The Combahee River Collective, a group of black feminists was formed in 1974. These women were supposed to be societally forgotten, erased by both their gender and their race. In 1977, they wrote a Black Feminist Statementwith the words, “above all else, our politics initially sprang from the shared belief that black women are inherently valuable”.

The collective acknowledges that according to the sexist, racist society that we exist in, to be a woman and to be a black woman is to be at the bottom, However they find strength in this position.

 

 

we might use our position at the bottom, however, to make a clear leap into revolutionary action. If black women were free it would mean that everyone else would have to be free since our freedom would necessitate the destruction of all systems of oppression”

 

 

According to the social identity theory in psychology, one’s place in society will dictate their self-esteem. Therefore, black women and girls, should have low self-esteem and self-worth. But the social identity theory is just a theory and there is freedom at the bottom.

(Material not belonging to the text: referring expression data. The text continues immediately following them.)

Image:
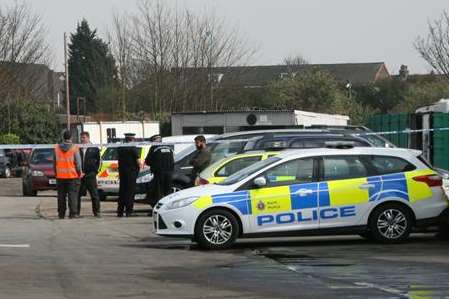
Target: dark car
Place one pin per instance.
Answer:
(40, 173)
(5, 164)
(238, 142)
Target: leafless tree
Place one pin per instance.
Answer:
(435, 47)
(22, 46)
(172, 53)
(121, 43)
(293, 60)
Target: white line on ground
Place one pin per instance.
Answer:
(14, 246)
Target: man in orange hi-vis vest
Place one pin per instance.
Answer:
(68, 173)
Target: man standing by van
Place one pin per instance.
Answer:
(160, 159)
(90, 160)
(129, 165)
(68, 173)
(201, 159)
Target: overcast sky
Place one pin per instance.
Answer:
(323, 31)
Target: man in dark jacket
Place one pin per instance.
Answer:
(201, 159)
(160, 159)
(129, 165)
(90, 161)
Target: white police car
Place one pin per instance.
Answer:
(376, 192)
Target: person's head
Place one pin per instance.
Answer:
(85, 137)
(156, 138)
(130, 137)
(67, 135)
(200, 142)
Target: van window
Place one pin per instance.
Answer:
(387, 165)
(236, 165)
(343, 167)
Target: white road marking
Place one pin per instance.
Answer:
(14, 245)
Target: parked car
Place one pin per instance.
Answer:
(220, 170)
(225, 145)
(5, 164)
(39, 174)
(379, 193)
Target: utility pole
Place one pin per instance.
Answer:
(67, 85)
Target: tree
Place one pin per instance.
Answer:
(91, 67)
(22, 43)
(293, 60)
(32, 122)
(383, 95)
(167, 55)
(435, 47)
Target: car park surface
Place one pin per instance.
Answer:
(377, 192)
(229, 144)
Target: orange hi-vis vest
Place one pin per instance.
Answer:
(65, 163)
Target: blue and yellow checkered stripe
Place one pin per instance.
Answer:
(324, 194)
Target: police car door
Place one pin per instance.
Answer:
(289, 201)
(348, 189)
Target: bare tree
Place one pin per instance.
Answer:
(435, 47)
(172, 54)
(121, 43)
(293, 60)
(22, 44)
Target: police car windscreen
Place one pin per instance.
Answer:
(246, 172)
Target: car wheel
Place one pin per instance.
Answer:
(102, 196)
(390, 223)
(28, 191)
(7, 172)
(366, 235)
(216, 230)
(443, 232)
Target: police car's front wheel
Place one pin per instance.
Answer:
(216, 229)
(390, 223)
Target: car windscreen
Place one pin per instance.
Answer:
(42, 156)
(246, 172)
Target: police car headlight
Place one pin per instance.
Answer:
(180, 203)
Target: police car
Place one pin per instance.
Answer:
(377, 192)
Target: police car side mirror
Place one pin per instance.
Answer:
(260, 182)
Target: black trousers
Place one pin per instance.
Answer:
(161, 186)
(127, 192)
(89, 183)
(67, 191)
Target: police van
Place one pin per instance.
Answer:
(376, 192)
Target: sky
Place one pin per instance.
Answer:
(323, 31)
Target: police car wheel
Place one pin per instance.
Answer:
(390, 223)
(216, 229)
(366, 235)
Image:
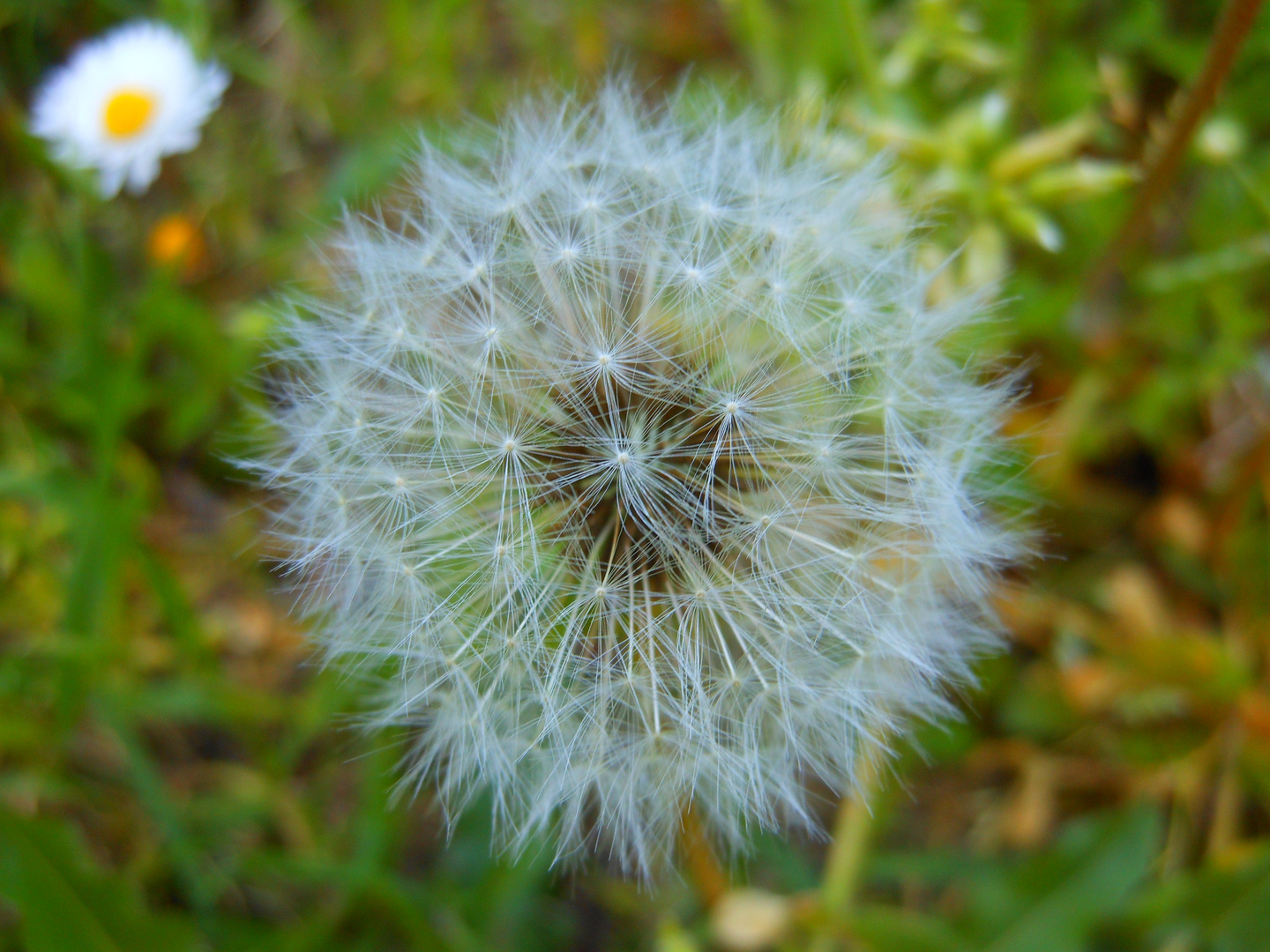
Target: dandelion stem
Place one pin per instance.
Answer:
(845, 862)
(1232, 29)
(707, 876)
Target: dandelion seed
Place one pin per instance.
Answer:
(124, 100)
(735, 533)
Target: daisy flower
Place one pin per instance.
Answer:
(124, 100)
(629, 460)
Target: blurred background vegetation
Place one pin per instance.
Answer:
(176, 775)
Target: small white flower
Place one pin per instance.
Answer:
(124, 100)
(684, 516)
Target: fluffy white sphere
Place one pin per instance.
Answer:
(629, 457)
(124, 100)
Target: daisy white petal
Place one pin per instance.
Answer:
(124, 100)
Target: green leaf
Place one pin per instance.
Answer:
(66, 904)
(1062, 919)
(905, 931)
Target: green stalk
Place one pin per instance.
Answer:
(845, 861)
(854, 16)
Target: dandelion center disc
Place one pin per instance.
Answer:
(129, 112)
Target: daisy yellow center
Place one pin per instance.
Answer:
(129, 112)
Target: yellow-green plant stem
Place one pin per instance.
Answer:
(845, 861)
(854, 16)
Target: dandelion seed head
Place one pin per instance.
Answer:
(667, 490)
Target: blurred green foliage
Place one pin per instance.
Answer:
(176, 775)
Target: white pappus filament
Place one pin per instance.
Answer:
(630, 460)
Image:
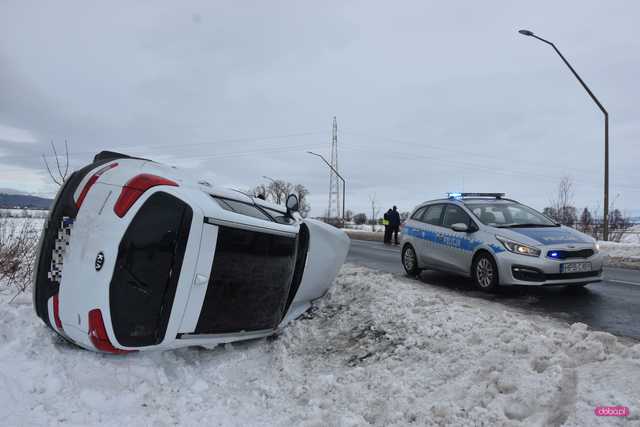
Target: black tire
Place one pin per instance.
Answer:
(485, 272)
(410, 261)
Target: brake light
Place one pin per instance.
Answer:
(135, 188)
(98, 334)
(56, 312)
(91, 182)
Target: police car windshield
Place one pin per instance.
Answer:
(505, 214)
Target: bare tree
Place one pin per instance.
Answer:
(562, 209)
(374, 211)
(260, 191)
(303, 203)
(348, 215)
(61, 176)
(619, 223)
(278, 190)
(586, 220)
(18, 242)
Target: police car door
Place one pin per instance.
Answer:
(431, 249)
(456, 247)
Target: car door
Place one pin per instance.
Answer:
(430, 225)
(456, 247)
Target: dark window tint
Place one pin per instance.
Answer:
(418, 214)
(454, 215)
(432, 215)
(279, 217)
(147, 270)
(242, 208)
(249, 283)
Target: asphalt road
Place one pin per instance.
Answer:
(612, 305)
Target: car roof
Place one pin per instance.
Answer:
(464, 201)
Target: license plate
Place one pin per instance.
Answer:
(575, 267)
(60, 248)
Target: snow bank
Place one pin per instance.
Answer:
(621, 250)
(378, 350)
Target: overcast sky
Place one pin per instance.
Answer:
(430, 96)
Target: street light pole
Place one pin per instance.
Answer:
(337, 174)
(606, 129)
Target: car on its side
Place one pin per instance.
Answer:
(497, 241)
(136, 255)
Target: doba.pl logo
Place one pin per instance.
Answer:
(612, 411)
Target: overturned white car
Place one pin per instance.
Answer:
(137, 255)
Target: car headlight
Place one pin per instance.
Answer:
(518, 248)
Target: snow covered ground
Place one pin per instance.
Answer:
(379, 349)
(621, 250)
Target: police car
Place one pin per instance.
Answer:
(497, 241)
(137, 255)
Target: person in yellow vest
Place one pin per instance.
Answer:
(387, 228)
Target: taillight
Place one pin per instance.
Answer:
(98, 334)
(134, 189)
(56, 312)
(91, 182)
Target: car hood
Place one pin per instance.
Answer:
(546, 235)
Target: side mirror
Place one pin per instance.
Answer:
(460, 227)
(292, 203)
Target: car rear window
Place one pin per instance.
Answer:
(455, 215)
(418, 214)
(432, 216)
(147, 270)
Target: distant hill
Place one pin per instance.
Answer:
(9, 201)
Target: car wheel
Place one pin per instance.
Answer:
(410, 261)
(485, 272)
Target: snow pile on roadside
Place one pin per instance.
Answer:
(633, 235)
(378, 350)
(621, 250)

I live at the intersection of race and gender. And while I have received the stark societal messages that I am of low value, I refuse to believe that the place that I have been ascribed in society by my body should dictate my self-worth. While there is empirical evidence to support the social identity theory, I believe it is more beneficial to align myself with the freedom that the Combahee River Collective write about.

 

While the experience of sexism for black women and girls is fundamentally different from that of white women, all women live in a culture of rape. Everywhere around us, the personal power of women is taken away and human beings are reduced to a singular body part. Our culture has enabled men to look at women as a singular body part, a tool for their pleasure that they are entitled to use whenever they want to, no permission necessary. 

 

Tarana Burke, the founder of the #MeToo is all too familiar with lack of value that society has placed on black women and girls. The social identity that women of color have and it’s negative impact on their self-esteem but it does not have to be this way and that is the central foundation of her work.

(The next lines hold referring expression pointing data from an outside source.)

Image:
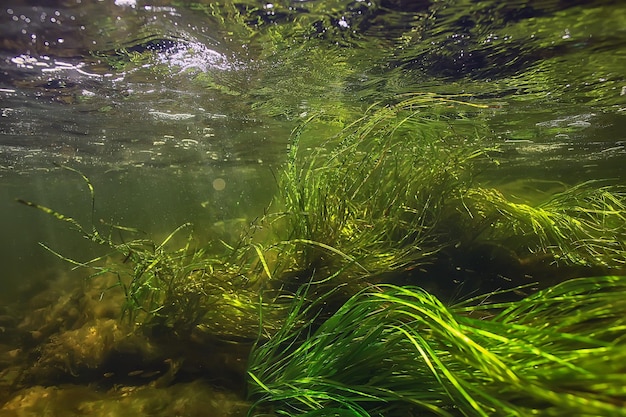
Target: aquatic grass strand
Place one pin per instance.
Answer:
(393, 351)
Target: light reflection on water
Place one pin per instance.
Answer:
(177, 116)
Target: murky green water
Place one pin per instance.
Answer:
(182, 112)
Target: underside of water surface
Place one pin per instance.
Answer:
(312, 208)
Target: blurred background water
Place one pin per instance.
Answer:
(181, 111)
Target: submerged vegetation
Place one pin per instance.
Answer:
(397, 351)
(311, 281)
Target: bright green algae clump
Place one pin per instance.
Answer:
(399, 351)
(306, 287)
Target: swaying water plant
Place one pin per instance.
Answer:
(584, 225)
(392, 351)
(375, 191)
(180, 289)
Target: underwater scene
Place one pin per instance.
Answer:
(341, 208)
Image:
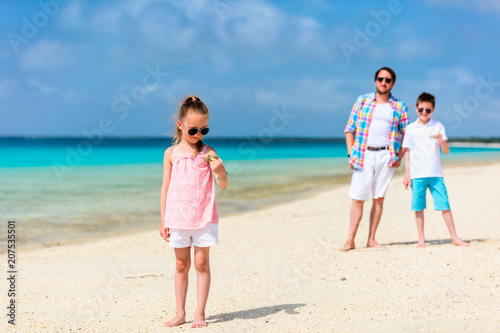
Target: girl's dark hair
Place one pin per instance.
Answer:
(194, 104)
(390, 72)
(426, 97)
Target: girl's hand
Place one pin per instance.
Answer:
(165, 233)
(217, 167)
(406, 181)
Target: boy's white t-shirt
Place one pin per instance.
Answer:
(425, 154)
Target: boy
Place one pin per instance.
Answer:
(422, 141)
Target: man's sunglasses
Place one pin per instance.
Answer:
(194, 130)
(420, 110)
(381, 79)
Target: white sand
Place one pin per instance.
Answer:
(279, 270)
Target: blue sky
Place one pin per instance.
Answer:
(264, 68)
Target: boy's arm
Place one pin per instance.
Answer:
(407, 179)
(444, 144)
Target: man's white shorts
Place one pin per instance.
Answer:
(374, 178)
(204, 237)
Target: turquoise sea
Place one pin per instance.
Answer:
(71, 189)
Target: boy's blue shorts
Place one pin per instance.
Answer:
(438, 190)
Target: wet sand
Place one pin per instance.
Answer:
(278, 269)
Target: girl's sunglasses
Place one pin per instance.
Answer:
(420, 110)
(381, 79)
(194, 130)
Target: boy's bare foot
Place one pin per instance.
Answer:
(373, 244)
(199, 322)
(459, 242)
(176, 321)
(347, 246)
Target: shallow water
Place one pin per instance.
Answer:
(116, 187)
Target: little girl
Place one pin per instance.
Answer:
(188, 211)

Self-esteem is related to self-efficacy, the belief that you are capable of something. Burke started her work in school systems working to build up young women and girls. Through her work with these young girls, she began to see the pervasiveness of sexual violence and the devastating toll that it takes among all facets of a young girl’s life. “Sexual violence does not discriminate but the response to that violence does”

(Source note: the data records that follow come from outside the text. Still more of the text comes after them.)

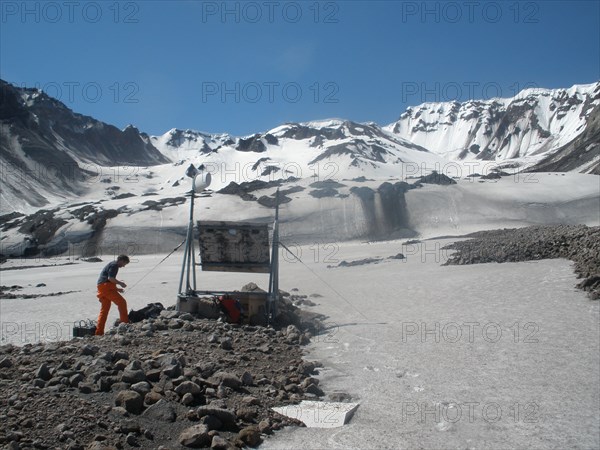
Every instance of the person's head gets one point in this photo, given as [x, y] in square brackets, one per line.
[122, 260]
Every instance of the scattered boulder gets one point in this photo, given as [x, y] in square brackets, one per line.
[132, 401]
[195, 437]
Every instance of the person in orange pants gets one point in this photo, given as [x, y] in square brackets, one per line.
[108, 293]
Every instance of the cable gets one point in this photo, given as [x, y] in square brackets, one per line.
[151, 270]
[324, 282]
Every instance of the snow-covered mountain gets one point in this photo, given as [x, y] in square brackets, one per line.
[520, 131]
[48, 152]
[337, 177]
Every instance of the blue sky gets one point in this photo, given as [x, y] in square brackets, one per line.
[245, 67]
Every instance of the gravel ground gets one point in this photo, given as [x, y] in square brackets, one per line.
[579, 243]
[171, 382]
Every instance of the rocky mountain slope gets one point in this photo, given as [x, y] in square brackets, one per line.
[521, 131]
[48, 152]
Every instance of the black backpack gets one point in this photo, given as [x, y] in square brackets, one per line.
[152, 310]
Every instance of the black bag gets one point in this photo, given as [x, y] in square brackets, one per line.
[84, 328]
[152, 310]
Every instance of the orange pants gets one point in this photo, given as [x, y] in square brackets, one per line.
[107, 294]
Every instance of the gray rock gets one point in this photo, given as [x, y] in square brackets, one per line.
[86, 388]
[226, 416]
[247, 379]
[89, 350]
[132, 440]
[133, 376]
[129, 426]
[264, 426]
[212, 422]
[142, 387]
[120, 354]
[152, 397]
[226, 344]
[161, 411]
[43, 372]
[187, 399]
[314, 389]
[172, 371]
[195, 437]
[188, 387]
[227, 379]
[121, 364]
[5, 362]
[250, 436]
[132, 401]
[169, 314]
[220, 443]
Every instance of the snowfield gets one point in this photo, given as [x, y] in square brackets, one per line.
[492, 355]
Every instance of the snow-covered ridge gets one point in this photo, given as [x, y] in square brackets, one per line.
[525, 128]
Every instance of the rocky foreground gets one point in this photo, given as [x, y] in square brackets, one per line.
[579, 243]
[172, 382]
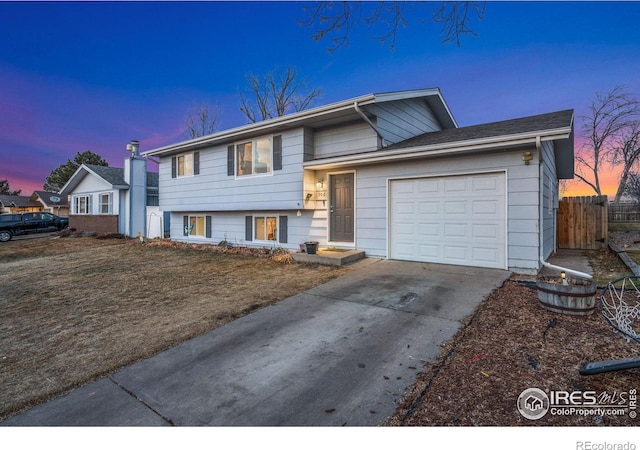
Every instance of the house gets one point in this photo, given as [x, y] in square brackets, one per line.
[52, 202]
[18, 203]
[391, 174]
[114, 200]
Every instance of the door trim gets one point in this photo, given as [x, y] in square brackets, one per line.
[355, 209]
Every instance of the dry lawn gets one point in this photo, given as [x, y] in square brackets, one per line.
[510, 344]
[75, 309]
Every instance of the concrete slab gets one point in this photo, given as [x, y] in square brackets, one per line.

We as a society have been trained to recognize trauma in young white girls but not in young black girls.

” You want a leader who raises up the most marginalized members of a group”

 

All women in society have been told that their place is to make others comfortable, to lower their voice as someone important speaks and to be seen and not heard. All of these roles lack personal agency and power. Sexual assault violently strips one’s personal agency but in our everyday lives, do we let it go?

 

Women have been socialized to give up their personal power to make men feel better, to prop men up, to make themselves and appropriate amount of small and silent, women are constantly and unknowingly giving up their personal power.

 

An underlying message that Burke never explicitly said was that of personal power. She does not define herself or any other survivor by what happened to them. She does not owe anyone her story and the details of what happened to her and she encourages others to do the same. She empowers women who feel compelled to share their story in particular spaces on their own admission.

 

In a world where black and brown girls are constantly getting messages about their inadequacy, lack of worth and subordination, Burke is helping those women reclaim their power.